CANBERRA: A Chinese tech company with links to the country’s military and intelligence networks has gathered personal details of millions of people around the world, a trove of leaked data says.
The information has been “swept up” in a database compiled by Zhenhua Data, based in the south-eastern Chinese city of Shenzhen, the report said.
According to the report, about 2.4 million people have been included in the database, which has been assembled based on public open-source data such as social media profiles.
The Internet 2.0, a Canberra-based cyber-security consultancy said it recovered the records of about 250,000 people from the leaked dataset, including about 35,000 Australians, 52,000 Americans, and about 10,000 Britons.
The people include politicians, such as prime ministers Boris Johnson and Scott Morrison, their relatives, the royal family, celebrities and military figures, according to the Guardian.
The Guardian said it contacted a representative of Zhenhua for comment. The person, however, said that the report was seriously untrue.
The representative with surname Sun said that their data are all public data on the internet as they do not collect data.

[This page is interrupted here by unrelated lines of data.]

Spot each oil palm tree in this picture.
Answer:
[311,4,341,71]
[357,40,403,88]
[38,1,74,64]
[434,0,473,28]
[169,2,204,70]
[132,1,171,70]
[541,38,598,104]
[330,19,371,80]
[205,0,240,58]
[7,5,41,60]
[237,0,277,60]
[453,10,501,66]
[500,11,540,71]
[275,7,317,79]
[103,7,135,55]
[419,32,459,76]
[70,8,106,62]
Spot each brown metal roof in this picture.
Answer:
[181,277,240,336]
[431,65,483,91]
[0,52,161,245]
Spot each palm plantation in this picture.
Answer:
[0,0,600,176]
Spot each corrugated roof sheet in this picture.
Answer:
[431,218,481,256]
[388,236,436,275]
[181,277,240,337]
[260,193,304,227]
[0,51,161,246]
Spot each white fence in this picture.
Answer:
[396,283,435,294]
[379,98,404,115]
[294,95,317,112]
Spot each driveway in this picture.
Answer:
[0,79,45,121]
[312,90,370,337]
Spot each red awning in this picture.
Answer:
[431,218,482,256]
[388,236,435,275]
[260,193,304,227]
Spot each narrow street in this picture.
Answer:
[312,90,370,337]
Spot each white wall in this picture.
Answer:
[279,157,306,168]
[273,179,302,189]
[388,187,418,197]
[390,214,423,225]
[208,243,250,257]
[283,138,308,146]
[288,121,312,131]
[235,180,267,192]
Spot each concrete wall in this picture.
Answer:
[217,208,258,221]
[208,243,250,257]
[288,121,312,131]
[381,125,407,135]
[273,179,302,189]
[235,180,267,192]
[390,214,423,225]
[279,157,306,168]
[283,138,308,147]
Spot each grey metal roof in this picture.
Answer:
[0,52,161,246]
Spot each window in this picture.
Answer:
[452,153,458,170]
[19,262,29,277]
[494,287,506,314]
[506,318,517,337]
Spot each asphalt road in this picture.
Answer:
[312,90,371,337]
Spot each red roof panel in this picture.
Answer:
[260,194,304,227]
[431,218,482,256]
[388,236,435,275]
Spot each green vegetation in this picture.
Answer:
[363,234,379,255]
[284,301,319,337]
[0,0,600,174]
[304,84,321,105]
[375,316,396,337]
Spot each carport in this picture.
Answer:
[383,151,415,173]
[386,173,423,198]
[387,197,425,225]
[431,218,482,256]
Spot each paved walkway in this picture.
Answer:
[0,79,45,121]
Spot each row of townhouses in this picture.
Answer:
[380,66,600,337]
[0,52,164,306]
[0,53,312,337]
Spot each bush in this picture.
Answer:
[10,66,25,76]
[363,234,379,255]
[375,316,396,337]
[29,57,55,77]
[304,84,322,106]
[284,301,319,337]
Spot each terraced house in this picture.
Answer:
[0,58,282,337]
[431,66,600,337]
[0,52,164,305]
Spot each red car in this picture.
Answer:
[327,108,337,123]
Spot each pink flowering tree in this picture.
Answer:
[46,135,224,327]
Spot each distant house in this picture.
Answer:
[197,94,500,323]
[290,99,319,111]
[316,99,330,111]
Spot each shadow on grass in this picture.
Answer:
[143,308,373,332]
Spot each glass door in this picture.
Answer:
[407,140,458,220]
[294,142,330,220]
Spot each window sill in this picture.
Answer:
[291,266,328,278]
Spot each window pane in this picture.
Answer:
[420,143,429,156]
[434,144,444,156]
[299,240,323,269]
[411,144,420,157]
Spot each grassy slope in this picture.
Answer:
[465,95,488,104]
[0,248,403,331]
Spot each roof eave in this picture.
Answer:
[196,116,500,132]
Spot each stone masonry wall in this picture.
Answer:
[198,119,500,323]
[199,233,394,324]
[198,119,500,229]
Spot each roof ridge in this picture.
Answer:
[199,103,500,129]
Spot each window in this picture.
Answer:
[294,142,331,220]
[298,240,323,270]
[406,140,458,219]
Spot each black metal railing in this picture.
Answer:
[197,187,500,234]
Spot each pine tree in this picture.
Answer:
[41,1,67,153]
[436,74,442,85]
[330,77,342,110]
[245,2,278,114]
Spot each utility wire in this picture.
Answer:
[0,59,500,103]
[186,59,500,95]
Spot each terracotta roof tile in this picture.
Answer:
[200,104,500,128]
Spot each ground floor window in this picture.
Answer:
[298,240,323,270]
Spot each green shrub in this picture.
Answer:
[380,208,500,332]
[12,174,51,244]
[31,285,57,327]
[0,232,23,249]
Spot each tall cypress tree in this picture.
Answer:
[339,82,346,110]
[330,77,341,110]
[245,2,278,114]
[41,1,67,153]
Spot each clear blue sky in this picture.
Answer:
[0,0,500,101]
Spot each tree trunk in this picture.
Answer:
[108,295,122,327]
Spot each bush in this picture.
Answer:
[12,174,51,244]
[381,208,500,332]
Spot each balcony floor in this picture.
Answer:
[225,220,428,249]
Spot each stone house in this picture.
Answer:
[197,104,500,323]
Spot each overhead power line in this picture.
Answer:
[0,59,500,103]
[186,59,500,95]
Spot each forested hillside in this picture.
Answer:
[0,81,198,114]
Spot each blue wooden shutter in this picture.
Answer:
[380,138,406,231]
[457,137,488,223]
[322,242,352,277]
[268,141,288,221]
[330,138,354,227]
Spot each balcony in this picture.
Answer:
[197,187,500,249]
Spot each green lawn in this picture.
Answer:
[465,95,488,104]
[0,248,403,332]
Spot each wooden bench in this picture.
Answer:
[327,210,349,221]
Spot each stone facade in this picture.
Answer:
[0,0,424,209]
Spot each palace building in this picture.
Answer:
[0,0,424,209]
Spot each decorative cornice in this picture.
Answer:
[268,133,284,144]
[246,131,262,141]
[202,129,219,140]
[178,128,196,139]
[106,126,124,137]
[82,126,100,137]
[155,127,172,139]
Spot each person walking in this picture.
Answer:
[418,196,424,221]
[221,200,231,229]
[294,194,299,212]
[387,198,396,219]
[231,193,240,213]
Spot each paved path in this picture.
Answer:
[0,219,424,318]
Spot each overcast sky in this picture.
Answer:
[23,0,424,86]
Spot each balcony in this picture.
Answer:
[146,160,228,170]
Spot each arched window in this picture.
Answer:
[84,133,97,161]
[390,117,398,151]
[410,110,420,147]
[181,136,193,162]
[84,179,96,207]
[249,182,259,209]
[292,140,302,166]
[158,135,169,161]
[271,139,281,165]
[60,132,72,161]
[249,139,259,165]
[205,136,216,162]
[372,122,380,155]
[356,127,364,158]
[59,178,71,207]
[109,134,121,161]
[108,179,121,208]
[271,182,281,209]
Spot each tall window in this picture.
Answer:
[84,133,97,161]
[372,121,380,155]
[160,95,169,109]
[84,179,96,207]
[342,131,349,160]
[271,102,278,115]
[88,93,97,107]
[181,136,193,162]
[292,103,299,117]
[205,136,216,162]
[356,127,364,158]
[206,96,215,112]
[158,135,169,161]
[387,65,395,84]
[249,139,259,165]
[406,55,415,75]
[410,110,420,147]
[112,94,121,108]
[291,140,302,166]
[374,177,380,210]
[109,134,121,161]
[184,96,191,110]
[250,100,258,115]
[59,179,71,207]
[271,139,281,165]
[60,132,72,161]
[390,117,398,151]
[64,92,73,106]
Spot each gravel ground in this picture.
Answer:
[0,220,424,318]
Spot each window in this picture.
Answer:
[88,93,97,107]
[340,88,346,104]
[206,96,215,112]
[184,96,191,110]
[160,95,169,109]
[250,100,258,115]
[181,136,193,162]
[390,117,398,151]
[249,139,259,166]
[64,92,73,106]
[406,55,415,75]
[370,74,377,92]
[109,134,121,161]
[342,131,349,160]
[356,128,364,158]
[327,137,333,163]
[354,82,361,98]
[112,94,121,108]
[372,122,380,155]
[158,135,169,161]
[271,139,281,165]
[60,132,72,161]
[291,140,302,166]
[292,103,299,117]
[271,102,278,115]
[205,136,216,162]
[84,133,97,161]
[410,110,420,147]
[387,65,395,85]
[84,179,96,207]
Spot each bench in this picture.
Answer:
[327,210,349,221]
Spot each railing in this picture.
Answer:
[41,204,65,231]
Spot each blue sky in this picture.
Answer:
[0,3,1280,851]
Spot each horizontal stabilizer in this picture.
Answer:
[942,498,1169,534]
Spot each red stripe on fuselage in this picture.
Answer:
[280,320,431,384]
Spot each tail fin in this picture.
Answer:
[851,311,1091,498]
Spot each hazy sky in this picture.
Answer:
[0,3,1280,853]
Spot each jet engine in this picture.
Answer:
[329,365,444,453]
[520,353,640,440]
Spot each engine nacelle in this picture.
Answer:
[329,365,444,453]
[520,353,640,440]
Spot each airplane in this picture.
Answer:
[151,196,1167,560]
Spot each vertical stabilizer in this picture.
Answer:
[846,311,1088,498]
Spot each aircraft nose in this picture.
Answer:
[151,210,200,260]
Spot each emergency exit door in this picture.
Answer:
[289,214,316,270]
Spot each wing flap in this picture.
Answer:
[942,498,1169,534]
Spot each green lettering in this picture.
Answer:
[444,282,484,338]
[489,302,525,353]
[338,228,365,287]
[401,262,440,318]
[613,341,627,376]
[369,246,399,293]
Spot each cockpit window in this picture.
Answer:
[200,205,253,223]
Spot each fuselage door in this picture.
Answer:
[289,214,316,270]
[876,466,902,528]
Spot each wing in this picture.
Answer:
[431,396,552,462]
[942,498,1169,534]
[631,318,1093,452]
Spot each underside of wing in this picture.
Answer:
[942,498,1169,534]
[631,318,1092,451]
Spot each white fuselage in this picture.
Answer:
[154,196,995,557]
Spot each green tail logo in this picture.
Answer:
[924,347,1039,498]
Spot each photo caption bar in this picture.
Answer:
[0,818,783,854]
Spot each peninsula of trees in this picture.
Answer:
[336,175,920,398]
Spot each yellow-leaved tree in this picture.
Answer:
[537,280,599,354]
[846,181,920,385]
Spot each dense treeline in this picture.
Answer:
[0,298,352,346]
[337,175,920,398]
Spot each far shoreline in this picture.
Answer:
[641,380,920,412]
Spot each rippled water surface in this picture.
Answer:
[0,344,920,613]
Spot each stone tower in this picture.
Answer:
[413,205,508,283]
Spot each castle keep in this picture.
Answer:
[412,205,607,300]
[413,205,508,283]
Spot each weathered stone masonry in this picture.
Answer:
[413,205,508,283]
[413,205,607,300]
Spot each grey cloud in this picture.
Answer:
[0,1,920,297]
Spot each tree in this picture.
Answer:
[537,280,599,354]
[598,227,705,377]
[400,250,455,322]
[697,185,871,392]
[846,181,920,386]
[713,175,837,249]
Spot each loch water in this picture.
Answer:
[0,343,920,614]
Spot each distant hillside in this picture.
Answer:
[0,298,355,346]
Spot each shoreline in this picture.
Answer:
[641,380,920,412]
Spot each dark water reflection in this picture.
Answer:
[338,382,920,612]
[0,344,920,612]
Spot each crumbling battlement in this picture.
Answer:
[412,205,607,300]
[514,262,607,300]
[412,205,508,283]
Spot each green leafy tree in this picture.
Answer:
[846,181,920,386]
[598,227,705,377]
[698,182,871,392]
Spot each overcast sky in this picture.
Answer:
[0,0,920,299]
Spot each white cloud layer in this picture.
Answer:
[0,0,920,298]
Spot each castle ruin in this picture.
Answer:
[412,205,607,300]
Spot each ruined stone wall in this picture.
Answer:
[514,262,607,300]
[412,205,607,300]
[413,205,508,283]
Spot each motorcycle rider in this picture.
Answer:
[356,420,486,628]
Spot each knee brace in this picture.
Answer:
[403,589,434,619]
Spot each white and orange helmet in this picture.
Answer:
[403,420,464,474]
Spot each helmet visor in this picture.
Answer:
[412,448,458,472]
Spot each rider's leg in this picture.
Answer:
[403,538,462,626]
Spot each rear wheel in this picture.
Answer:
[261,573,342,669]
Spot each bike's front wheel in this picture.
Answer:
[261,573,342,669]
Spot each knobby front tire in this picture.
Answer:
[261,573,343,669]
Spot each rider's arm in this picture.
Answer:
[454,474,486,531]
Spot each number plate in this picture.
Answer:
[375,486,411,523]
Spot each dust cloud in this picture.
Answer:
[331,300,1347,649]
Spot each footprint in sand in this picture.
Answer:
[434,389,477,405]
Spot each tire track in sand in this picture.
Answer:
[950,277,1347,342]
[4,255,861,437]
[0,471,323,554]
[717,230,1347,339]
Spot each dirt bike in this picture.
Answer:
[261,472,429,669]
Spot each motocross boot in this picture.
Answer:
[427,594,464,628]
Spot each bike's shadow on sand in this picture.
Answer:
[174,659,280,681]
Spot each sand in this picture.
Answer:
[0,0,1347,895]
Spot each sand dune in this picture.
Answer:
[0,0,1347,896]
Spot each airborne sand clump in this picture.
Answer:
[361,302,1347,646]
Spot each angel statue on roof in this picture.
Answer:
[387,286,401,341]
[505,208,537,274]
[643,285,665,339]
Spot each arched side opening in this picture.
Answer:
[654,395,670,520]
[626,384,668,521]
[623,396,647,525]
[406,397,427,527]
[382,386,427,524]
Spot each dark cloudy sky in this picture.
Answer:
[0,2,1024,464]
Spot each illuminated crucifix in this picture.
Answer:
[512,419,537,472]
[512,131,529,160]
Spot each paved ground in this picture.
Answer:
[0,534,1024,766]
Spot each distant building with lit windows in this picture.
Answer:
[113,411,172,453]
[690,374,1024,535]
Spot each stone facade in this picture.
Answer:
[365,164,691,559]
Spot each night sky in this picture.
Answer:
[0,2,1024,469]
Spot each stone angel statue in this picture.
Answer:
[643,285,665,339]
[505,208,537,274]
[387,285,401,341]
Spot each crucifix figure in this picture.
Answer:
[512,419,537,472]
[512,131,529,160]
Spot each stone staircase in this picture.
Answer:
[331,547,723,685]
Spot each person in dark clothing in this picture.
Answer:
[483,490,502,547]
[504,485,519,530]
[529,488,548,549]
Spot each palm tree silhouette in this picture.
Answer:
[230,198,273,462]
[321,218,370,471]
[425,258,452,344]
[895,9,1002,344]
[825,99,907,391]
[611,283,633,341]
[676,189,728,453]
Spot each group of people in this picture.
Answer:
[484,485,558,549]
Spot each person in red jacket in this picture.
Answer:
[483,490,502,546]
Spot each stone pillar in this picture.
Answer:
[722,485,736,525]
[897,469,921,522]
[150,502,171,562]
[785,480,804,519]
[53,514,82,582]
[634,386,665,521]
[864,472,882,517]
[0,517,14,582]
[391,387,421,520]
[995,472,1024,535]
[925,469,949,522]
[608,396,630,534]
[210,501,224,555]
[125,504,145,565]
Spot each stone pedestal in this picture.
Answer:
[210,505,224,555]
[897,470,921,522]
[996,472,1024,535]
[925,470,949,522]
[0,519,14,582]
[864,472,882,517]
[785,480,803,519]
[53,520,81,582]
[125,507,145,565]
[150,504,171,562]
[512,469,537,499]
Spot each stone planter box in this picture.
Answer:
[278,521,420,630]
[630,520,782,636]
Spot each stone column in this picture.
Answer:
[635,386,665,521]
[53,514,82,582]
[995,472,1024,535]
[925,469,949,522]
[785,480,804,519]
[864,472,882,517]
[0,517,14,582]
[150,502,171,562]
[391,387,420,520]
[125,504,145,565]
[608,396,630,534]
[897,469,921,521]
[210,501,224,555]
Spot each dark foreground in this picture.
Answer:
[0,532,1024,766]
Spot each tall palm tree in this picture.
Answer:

“This is a data integration and our business model and partners are our trade secrets. There is no database of 2 million people,” the representative said, who identified herself as head of business.
She added that they are a private company and denied links to the Chinese government or military, according to the Guardian report.
The database was also leaked to American academic Christopher Balding, who was earlier based in Shenzhen and had returned to the US because of security concerns.
He shared the data with Internet 2.0 for recovery and analysis, according to the Guardian report.
Balding, in a statement, said the individual who provided the data put themselves at risk but had “done an enormous service and is proof that many inside China are concerned about Chinese Communist party authoritarianism and surveillance”.
The database reportedly includes profiles of some 793 New Zealanders.
Zhenhua’s Sun, however, said such a database, the Overseas Key Information Database, does exist.
Meanwhile, the ABC reported that Zhenhua had closely profiled Gilmour Space Technologies with every board member included in the database.